Topic Modelling

Methods to model topics for documents

Introduction

Scientific advancement and improvement in living standards and education has historically resulted in information explosion. With the advent of the internet, pace of more accessible information had become ever more accelerated. Therefore tools to find and discover the information we seek is of utmost importance.

Topic modelling is a method to infer the thematic structure of a document such that automatic tools to organise, search and summarise information can be devised. Documents are generated as a collection of topics. These topics are conveyed in paragraphs, sentences and words without specific topical structure being drawn out, or specifying what topics are covered by a given document. Human reading a document can intuitively ascertain what the topics are using the prior worldly knowledge. Topic modelling attempts to give this ability to an algorithm such that large amount of documents can be processed, organised and be made available in the form of search, for human consumption.

Topic modelling is a statistical method to discover the topics that occur in a collection of documents.
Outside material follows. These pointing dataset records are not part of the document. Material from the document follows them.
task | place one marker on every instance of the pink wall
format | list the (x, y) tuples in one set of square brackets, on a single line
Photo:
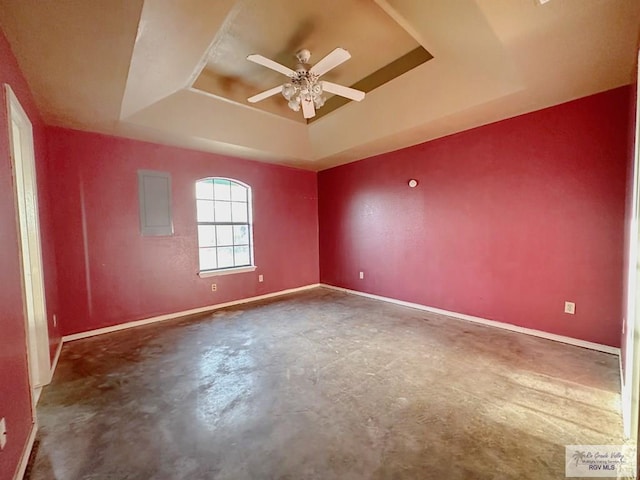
[(509, 220), (15, 400), (111, 274)]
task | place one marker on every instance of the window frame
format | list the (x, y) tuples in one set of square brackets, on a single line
[(249, 223)]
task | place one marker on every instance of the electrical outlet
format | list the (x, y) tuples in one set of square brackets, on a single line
[(570, 308), (3, 433)]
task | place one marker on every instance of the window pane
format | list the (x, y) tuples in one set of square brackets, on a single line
[(240, 235), (206, 235), (225, 257), (223, 211), (238, 193), (225, 234), (222, 189), (205, 210), (242, 255), (239, 212), (208, 259), (204, 189)]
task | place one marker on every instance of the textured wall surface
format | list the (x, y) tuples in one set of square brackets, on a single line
[(509, 220), (111, 274)]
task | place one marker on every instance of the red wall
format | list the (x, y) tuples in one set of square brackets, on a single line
[(15, 400), (509, 220), (111, 274)]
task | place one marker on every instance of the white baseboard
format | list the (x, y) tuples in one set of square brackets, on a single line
[(161, 318), (26, 453), (484, 321)]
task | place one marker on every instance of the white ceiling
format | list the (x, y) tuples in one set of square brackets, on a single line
[(128, 67)]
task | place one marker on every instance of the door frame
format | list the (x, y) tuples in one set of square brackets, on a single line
[(22, 153)]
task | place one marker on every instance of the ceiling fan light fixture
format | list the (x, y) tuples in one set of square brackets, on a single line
[(288, 91), (294, 104), (304, 83)]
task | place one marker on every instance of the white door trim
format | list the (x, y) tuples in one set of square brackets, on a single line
[(26, 194), (631, 321)]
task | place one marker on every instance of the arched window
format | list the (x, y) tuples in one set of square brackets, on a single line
[(225, 240)]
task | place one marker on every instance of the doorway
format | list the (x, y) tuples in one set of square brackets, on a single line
[(26, 194)]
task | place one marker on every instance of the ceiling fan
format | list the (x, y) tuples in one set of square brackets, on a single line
[(304, 89)]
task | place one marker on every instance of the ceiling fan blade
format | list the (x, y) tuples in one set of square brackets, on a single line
[(343, 91), (335, 58), (308, 110), (266, 94), (265, 62)]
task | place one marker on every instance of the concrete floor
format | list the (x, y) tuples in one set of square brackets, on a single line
[(322, 385)]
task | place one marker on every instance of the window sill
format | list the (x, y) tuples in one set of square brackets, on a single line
[(227, 271)]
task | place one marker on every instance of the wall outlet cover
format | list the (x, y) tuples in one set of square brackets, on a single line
[(3, 433), (570, 308)]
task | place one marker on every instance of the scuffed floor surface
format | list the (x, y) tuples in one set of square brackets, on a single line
[(322, 385)]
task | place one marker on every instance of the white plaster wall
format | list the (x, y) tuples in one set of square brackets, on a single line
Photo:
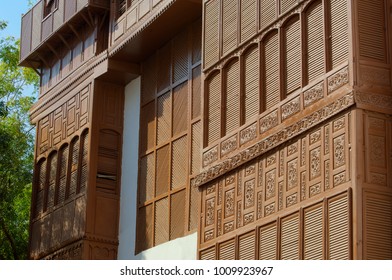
[(181, 248)]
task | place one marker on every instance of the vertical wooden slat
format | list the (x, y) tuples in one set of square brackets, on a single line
[(248, 19), (161, 232), (233, 103), (338, 32), (180, 108), (179, 163), (315, 41), (211, 32), (177, 214), (290, 238), (313, 233), (338, 228), (271, 72), (267, 12), (293, 56), (251, 83), (268, 242), (214, 108), (164, 118)]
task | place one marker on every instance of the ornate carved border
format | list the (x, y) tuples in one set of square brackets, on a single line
[(274, 140)]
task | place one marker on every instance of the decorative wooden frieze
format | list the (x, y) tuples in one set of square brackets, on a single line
[(248, 134), (313, 94), (273, 141), (291, 108), (228, 146), (210, 156), (269, 121), (337, 80)]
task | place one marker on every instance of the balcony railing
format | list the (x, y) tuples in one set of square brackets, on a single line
[(38, 25)]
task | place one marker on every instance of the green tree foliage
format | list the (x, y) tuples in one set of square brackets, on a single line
[(16, 149)]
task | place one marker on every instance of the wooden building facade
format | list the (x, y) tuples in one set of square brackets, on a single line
[(261, 127)]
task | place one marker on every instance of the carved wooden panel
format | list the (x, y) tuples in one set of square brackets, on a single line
[(170, 140)]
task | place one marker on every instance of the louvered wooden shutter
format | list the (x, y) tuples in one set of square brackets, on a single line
[(251, 84), (339, 32), (63, 173), (248, 19), (372, 35), (247, 246), (315, 41), (179, 162), (313, 233), (293, 56), (338, 228), (211, 33), (267, 12), (208, 254), (378, 227), (290, 238), (161, 233), (177, 214), (229, 27), (214, 108), (163, 119), (285, 5), (233, 103), (271, 58), (227, 250)]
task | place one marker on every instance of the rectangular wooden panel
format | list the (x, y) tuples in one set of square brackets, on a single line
[(268, 242), (313, 233), (232, 98), (211, 32), (290, 238), (251, 84)]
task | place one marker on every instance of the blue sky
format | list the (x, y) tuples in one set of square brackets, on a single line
[(11, 11)]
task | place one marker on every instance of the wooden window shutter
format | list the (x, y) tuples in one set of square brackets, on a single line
[(211, 32), (162, 171), (208, 254), (227, 250), (315, 41), (285, 5), (338, 32), (64, 153), (233, 101), (293, 53), (290, 238), (372, 32), (163, 118), (177, 214), (338, 228), (268, 242), (377, 227), (39, 203), (179, 162), (247, 246), (229, 27), (214, 108), (248, 19), (313, 233), (161, 233), (251, 84), (271, 72), (267, 12), (146, 185)]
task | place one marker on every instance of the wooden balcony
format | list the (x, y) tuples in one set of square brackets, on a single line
[(139, 27), (50, 23)]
The modelling algorithms generally require no annotated data rather topics emerge from the data itself. (There are some supervised algorithms (LabeledLDA) in recent times to exploit the tagged documents, specially social bookmarking websites (Ramage, D., Hall, D., Nallapati, R., & Manning, C. D. (2009, August)).

The advantages of topic modelling allows the following to name a few:

  • Model the evolution of topics over time giving an understanding and ability to predict for the future.

  • Model associations and hierarchies of topics allowing a broader picture of a domain

  • Discover influential articles and predict links between them
  • Characterize political decisions Organize and browse large corpora (e.g. Wikipedia) [ref: https://www.cs.princeton.edu/~blei/kdd-tutorial.pdf]

In this essay we would look at two approaches to topic modelling, namely Latent Dirichlet Allocation (LDA) and Pachinko Allocation Model (PAM). LDA is a well known method of topic modelling, first introduced by Blei, D. M., Ng, A. Y., & Jordan, M. I. (2003). PAM can be thought of as an improvement over LDA introduced by Li, W., & McCallum, A. (2006, June).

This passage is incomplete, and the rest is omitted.